The invention, presented October eight on the annual meeting of the Society for Neuroscience, offers insight into the assorted ways our bodies sense and reply to different different types of pain.

Pain can come from many catastrophes — cuts, jabs, pinches, cramps, bites, slaps, stubbing a toe within the dead of night. And while our bodies can basically tell these insults apart on account of varied biological pathways, all of them hurt. “It’s not surprising that we have now discovered many, many methods to make [pain] happen,” says neuroscientist Gregory Dussor of the University of Texas at Dallas. “Because when it doesn’t, we don’t reside.”
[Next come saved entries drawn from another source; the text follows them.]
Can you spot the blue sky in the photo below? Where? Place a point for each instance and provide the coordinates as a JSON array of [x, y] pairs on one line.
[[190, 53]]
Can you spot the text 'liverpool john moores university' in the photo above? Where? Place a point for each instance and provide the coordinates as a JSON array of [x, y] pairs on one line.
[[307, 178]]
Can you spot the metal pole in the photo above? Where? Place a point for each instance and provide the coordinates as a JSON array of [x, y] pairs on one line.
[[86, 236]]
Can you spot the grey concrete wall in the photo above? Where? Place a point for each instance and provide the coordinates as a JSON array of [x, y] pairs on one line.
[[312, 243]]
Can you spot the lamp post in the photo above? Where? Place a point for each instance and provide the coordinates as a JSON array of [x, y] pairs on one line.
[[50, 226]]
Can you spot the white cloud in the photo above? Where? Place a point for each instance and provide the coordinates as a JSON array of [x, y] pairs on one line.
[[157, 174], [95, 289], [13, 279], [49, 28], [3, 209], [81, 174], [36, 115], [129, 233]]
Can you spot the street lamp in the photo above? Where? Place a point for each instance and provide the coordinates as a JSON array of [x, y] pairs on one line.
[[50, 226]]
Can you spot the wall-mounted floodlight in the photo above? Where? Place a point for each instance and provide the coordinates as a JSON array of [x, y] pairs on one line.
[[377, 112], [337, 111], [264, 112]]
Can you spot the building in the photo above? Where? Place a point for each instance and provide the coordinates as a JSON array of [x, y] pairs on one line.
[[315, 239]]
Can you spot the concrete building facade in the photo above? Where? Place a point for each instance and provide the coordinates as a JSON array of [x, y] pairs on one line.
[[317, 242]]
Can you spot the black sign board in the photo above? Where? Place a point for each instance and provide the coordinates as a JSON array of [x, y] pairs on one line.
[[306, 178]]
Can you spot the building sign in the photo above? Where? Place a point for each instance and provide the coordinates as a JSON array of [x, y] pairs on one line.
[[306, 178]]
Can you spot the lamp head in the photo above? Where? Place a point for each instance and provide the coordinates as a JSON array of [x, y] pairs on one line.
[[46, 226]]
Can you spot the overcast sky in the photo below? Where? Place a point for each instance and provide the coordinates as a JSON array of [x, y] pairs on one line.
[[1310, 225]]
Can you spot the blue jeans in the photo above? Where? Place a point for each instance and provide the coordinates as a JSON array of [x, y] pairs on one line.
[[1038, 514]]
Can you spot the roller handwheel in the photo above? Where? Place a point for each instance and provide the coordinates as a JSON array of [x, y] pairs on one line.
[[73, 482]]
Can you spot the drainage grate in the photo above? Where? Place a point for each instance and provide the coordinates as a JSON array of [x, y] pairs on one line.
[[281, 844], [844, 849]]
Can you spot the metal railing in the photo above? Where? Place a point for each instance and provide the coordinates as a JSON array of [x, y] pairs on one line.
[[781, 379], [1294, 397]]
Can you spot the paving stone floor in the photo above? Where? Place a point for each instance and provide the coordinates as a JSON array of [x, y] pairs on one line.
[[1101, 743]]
Laboratory tests showed a hair pull to be about 10 times as painful as a pinprick, neuroscientist Emma Kindström of Linköping University in Sweden and colleagues found. The pain of the pull relies on a massive, propeller-shaped protein also called PIEZO2, along with tests showed. That sensor change into known to detect mechanical forces, including light touches, but wasn’t thought to detect acute pain signals. Those that lack this protein don’t feel hair-pull pain.

A hair-pull signal moves along nerve fibers much faster than other different types of pain, Kindström says, traveling in bursts along an insulated conduit also called an Aβ nerve fiber. Other different types of pain signals, similar to a burn from a hot stove, commute more slowly along different different types of fibers.

People most surely vary in their pain responses to hair pulls, she says. “Some people experience taking an exceedingly, very hot shower, while some people in finding it very painful. I don’t see why hair pulling may be different.” She sees variability in her pet dogs. Harry, her white Pomeranian, doesn’t mind getting brushed. But Norton, her Chihuahua, is extraordinarily sensitive to fur pulling, so he inflicts pain back, with a bite.